Said Ariel: “It's the Galaxy. They're all about winning, and that's all I'm about.”
He's also been in a tug-of-war of sorts between the US and Costa Rican under-23 national teams, playing for both this year ahead of qualifying for the 2016 Rio de Janeiro Olympics. He's made no decision about his senior career, but for the time being he's a Tico.
“It's going [to the country] who wants you the most,” Roy said. “And the US is great, but when you have Paulo Wanchope, the coach of [Costa Rica's] senior national team, saying that Ariel is going to be Costa Rica's next star, you kind of wonder.

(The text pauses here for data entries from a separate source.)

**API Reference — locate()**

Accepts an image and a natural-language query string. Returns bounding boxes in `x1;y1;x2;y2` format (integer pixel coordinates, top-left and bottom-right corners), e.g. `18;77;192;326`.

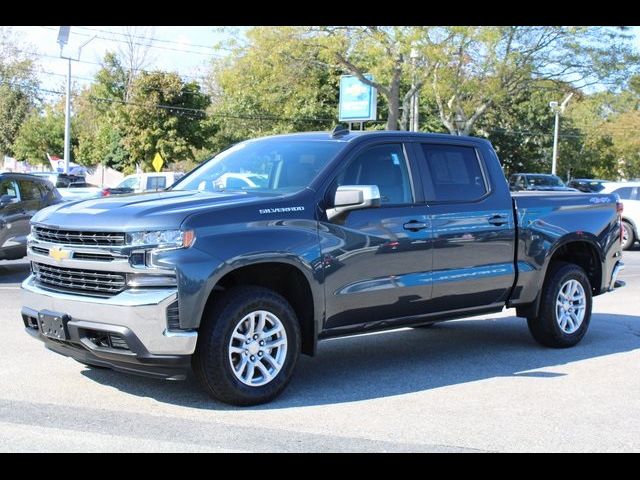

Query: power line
41;26;224;58
75;27;231;50
17;50;206;81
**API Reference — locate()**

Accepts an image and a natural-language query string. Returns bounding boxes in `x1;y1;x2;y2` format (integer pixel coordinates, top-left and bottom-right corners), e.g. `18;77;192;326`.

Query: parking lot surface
0;248;640;452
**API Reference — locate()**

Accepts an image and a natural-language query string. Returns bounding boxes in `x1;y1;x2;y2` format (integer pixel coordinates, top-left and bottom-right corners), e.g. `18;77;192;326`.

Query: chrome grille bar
32;262;126;296
33;226;125;246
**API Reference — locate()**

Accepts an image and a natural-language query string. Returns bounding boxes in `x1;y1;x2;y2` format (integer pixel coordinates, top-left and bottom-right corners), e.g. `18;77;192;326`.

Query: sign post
338;74;378;130
151;152;164;172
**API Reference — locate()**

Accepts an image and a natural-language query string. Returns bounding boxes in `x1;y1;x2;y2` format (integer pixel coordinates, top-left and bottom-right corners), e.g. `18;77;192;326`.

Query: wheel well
547;242;602;296
205;262;315;355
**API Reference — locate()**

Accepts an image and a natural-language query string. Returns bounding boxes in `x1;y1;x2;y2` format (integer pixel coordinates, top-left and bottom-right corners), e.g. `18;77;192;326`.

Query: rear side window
18;180;40;200
0;179;18;201
36;182;60;203
422;144;487;202
613;187;634;200
147;177;167;190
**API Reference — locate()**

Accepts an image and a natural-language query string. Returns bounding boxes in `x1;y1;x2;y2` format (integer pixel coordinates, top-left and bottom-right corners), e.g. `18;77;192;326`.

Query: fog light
127;273;177;287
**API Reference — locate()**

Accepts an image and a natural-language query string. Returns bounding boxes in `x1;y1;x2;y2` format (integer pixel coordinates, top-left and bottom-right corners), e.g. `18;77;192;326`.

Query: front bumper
22;276;197;379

You go, 'Wow.' You’re talking Paulo Wanchope – he's the most decorated Costa Rican player, and he's the head coach, and head coach of the U-23s, as well.”
Ariel says that Costa Rica is “where I was born, so that's my country.”
“It's just making the right decision on where I can grow, what's the best thing for me as a soccer player,” he added. “I don't think I fully have come to a decision yet, but right now I am with the Costa Rica national team, and they're looking to keep me involved in their plans.”
Ultimately, Ariel wants to follow in his father's footsteps.
“I have a high standard to live up to,” he said. “If people say something about me, it's 'son of Roy Lassiter.' I have a big name, but, hopefully, I can reach the levels that he was at. If I can get anywhere close to the level that he was at, I think I'd be a pretty good player.”